I leveraged the Cascade Training Series rides to get in most of my longer rides, working up from 40 miles and topping out at 130 before STP. The most difficult part of training long mileage is planning food and water stops without having to carry too much with you. And without knowing many of the back roads well, I relied heavily on the well planned CTS rides to get in my saddle time. While it’s important to train your legs for the distance, the real trouble comes in training the rest of your body. 12 hours is a very long time for your back and shoulders to be reaching, while your butt rests precariously upon a narrow seat and starts chafing in your bike shorts. Once one passes the 130-150 mile marks, the legs are the least of your worries.
- What did you learn from last year’s ride?
I learned that taking preventative pain killer can be the difference between a difficult ride and a horrible ride. On the route, I took some at the midpoint and again at mile 140 to keep my rear end in check.
- What would you recommend for a first-time one-day rider?
Learn to ride in a group. Really, that goes for any first-time STPer (one or two-day), but is extremely important for the one-day riders. 204 miles is a really long way and there’s little chance of making it completely on your own. Learn to leverage pacelines, start training with your own group that plans to ride together. Drafting is extremely helpful in keeping not only your pace, but also your spirits, up. I’ll be honest, this was difficult for me. Prior to STP I’ve only joined small pacelines and never really felt comfortable. But when I realized somewhere around mile 75 that I was keeping a 21 mph pace and only working at what felt to be a 14 mph pace…I was sold. Save your legs for the long haul, take your turn at the front and get comfortable being surrounded by other cyclists.
- What was the worst part of the course?
Highway 30. Long, monotonous, lonely and getting darker. As a one-day rider the crowd had thinned out long before crossing into Oregon and I was feeling the fatigue set in.

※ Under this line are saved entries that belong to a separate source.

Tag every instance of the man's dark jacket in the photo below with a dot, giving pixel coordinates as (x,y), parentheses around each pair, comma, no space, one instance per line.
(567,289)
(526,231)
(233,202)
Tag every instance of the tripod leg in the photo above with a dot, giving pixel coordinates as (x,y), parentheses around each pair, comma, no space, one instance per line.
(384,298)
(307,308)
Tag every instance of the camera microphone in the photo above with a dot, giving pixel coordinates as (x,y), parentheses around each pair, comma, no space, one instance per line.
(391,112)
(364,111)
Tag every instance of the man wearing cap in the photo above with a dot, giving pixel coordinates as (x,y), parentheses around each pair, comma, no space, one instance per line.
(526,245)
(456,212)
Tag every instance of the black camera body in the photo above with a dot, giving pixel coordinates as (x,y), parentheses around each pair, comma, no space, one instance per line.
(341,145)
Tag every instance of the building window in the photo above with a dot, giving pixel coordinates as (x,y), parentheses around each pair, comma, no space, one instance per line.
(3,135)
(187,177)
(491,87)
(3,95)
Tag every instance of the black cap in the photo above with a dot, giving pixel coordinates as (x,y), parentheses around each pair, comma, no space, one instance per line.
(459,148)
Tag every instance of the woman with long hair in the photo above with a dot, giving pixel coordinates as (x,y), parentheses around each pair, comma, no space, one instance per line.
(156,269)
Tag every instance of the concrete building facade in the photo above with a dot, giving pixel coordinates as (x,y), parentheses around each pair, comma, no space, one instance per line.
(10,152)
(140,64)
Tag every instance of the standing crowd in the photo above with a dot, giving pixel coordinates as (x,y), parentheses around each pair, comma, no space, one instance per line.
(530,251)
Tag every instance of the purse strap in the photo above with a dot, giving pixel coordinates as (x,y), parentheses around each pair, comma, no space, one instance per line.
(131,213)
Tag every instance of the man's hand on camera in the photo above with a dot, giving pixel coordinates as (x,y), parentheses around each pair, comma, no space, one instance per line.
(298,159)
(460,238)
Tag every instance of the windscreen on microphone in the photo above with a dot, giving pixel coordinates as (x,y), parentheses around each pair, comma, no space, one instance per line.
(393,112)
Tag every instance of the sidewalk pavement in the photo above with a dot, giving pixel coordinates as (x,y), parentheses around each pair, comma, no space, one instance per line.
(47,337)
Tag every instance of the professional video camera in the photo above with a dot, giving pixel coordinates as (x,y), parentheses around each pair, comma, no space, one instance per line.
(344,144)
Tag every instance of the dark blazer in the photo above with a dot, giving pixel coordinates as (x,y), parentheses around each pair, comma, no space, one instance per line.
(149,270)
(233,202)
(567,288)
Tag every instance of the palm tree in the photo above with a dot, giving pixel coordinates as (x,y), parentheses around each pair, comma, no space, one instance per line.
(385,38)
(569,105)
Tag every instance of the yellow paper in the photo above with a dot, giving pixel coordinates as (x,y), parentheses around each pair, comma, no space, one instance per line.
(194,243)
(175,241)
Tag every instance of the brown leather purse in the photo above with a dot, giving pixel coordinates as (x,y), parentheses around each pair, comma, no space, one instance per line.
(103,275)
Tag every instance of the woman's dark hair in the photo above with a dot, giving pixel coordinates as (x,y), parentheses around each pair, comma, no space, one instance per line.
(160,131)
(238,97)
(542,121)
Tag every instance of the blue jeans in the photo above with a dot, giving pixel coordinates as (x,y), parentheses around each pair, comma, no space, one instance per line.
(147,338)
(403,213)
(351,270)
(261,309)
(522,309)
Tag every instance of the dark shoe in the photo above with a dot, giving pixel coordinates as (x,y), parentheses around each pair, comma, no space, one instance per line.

- Would you do a one-day again?
Definitely, though it’s a tough call. I missed the camaraderie and culture that comes with meeting fellow cyclists during the overnight. But the extra effort required to finish the one-day ride is well worth not having to get up the following day and ride another 100 miles on a sore butt.
Overall, the ride was great and the patch well worth the effort. I entered this year’s season in far better shape than last year and felt pretty well trained in the last couple of weeks before the ride. That said, this is absolutely an approachable ride. With some commitment, training and discipline, nearly anyone can finish a one-day STP. It’s perfectly alright to not ever want to finish a double-century in one day. But wanting it badly enough is enough to take you the rest of the way.